Местом другой истории, из тех, что я хорошо запомнил, была Западная Польша. Их машина где-то потеряла и опередила наши наступающие части, и они первыми вошли в небольшой городок, только что оставленный немцами. Одни кварталы были полностью разрушены бомбардировками, в других домах сохранились даже стекла. Город был пуст, нигде не было ни людей, ни собак, ни кошек. Ветер чисто вымел уцелевшие улицы, и они были похожи на только что сделанные декорации. Больше часа они ездили по городу, пытаясь хоть кого-нибудь найти и узнать дорогу на Бреслау, где стоял штаб дивизии, потом вышли из машины и пошли пешком. Его попутчик первый услышал вдалеке музыку, и она вывела их к красивому угловому дому с эркерами и резными балкончиками. В доме был бордель, его обитатели, кажется, единственные выжили здесь при немцах. Весь последний месяц шли бои, все это время ни у кого из наших не было женщин, и публичный дом был нежданным подарком.
Очевидно, их заметили, и, когда они подошли, у входа уже стояла хозяйка заведения, она ввела Зару и двух его однополчан вовнутрь, по лестнице они поднялись на второй этаж, здесь, в большой гостиной, в креслах их ждали девушки. Когда они вошли, барышни встали, сделали реверанс, а дальше им как освободителям Польши был дан редкий по светскости и целомудрию прием; их угощали тонким, почти прозрачным печеньем, мадам не отходила от рояля, и они до рассвета танцевали то вальс, то мазурку, то польку. Утром хозяйка объяснила, как ехать в Бреслау, у подъезда они простились с ней и с девушками, церемонно поцеловали каждой руку, сели в машину и поехали дальше.
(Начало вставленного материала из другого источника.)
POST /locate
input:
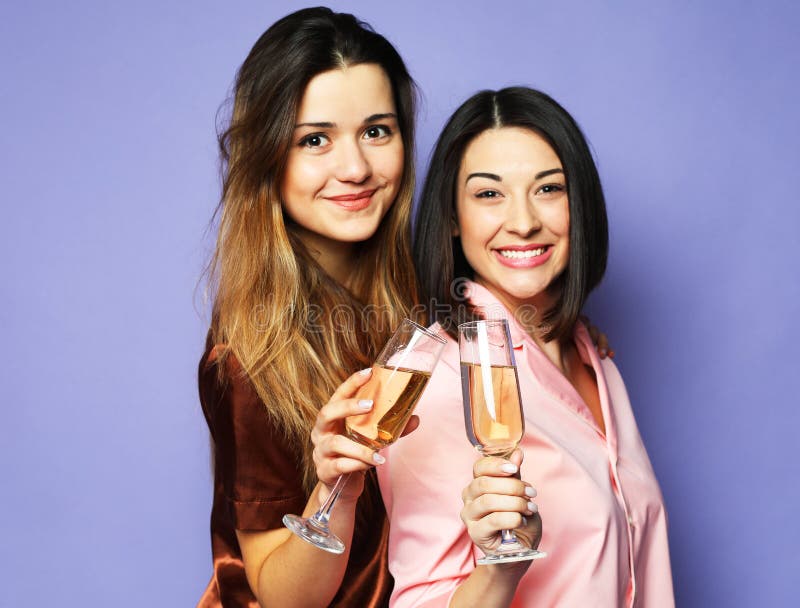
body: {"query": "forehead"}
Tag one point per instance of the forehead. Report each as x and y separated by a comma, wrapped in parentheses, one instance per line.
(347, 94)
(507, 150)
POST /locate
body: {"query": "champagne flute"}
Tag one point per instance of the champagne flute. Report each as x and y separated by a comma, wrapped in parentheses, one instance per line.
(399, 376)
(493, 409)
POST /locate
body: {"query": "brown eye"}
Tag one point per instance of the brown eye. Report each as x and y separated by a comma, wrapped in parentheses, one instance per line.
(551, 188)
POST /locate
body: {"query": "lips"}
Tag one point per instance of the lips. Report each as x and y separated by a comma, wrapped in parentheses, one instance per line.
(523, 256)
(353, 201)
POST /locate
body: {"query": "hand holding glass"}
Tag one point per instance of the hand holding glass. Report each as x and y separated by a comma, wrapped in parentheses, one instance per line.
(493, 409)
(399, 377)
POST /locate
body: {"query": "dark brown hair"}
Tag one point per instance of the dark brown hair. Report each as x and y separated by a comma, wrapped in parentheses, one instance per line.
(275, 309)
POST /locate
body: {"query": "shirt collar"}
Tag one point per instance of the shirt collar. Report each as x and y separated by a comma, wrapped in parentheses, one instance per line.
(493, 308)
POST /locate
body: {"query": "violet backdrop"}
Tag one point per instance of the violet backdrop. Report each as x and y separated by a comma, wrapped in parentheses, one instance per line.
(109, 180)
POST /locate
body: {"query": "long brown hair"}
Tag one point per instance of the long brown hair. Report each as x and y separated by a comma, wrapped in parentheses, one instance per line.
(442, 283)
(295, 331)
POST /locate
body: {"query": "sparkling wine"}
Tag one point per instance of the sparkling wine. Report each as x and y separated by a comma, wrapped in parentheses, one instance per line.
(492, 410)
(394, 392)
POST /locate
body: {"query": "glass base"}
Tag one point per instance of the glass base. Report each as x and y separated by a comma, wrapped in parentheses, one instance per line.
(314, 533)
(505, 557)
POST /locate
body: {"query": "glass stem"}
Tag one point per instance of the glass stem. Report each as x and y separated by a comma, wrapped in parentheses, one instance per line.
(323, 515)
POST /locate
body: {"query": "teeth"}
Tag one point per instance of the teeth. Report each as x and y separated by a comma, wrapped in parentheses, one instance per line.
(530, 253)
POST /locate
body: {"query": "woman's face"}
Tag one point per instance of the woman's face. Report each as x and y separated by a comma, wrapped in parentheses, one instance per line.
(345, 164)
(513, 214)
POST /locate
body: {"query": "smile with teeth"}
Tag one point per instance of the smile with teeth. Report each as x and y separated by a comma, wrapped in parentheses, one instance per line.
(515, 254)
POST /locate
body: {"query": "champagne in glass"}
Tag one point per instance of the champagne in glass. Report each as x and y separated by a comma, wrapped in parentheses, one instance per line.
(493, 408)
(399, 377)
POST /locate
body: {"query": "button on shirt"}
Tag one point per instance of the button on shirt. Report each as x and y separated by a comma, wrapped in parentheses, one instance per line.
(603, 517)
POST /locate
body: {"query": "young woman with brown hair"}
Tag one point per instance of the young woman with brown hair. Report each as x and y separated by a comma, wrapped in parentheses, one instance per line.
(314, 239)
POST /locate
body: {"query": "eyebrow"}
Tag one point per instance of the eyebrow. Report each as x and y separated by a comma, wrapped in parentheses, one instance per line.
(497, 178)
(332, 125)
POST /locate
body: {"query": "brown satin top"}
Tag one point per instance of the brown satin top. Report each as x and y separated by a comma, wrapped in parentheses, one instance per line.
(257, 479)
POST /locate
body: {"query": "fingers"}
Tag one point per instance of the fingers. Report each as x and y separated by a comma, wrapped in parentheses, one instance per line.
(331, 415)
(498, 467)
(336, 455)
(349, 387)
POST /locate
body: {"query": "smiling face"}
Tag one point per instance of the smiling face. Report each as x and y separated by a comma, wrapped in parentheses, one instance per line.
(345, 164)
(513, 215)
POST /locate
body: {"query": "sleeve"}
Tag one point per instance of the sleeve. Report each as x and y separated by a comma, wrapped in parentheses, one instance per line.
(430, 552)
(258, 472)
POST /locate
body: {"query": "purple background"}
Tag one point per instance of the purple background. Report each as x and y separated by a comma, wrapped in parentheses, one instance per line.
(109, 180)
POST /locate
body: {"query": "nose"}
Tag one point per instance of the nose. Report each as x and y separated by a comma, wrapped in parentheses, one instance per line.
(521, 216)
(352, 164)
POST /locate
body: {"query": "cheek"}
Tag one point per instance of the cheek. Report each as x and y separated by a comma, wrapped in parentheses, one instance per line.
(302, 178)
(390, 164)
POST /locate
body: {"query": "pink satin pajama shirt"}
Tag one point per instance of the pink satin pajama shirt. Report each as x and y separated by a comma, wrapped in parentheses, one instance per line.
(604, 523)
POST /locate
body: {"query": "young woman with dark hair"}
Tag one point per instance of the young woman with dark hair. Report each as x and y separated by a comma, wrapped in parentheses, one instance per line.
(514, 214)
(313, 239)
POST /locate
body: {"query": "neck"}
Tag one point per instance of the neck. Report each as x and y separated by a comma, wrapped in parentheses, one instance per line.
(529, 314)
(335, 257)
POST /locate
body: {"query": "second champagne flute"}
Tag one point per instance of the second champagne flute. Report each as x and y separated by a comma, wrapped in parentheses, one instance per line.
(493, 408)
(399, 376)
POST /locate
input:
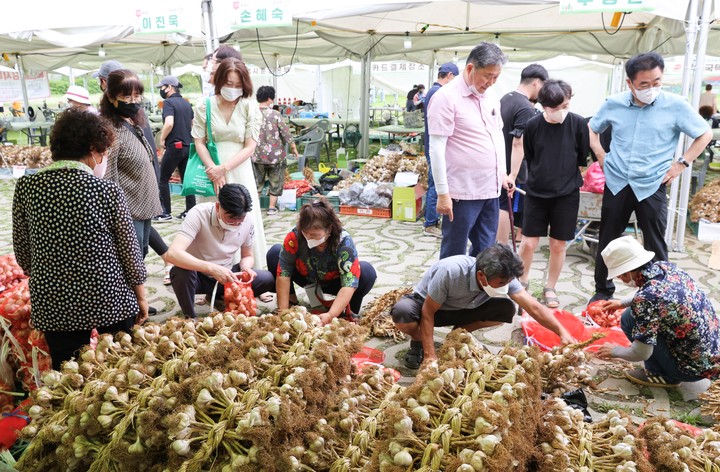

Изоляция, в которой Федор Николаевич провел свой предворонежский год, прерывалась три или четыре раза, прерывал ее он сам лихорадочными, лишенными всякой разумности поисками родных. В этих поисках не было системы, не было последовательности, они никогда не длились больше недели, а за это время никого, конечно, найти было невозможно. Тем более что те, кого он искал, как и другие, поднятые, перемешанные войной и пятьдесят шестым годом, еще не успели осесть, так или иначе отложиться в документах. Результат розысков был равен нулю, но они были единственным, что снова сводило, соединяло Марину и Николая Алексеевича с Федором.
Марина была нужна Федору для составления сотен запросов, которые потом рассылались в архивы, адресные столы и горсправки чуть ли не всех крупных городов от Владивостока до Ленинграда, а Николай Алексеевич, используя свои военные связи, обычно звонил и запрашивал те учреждения, куда иначе проникнуть было бы трудно.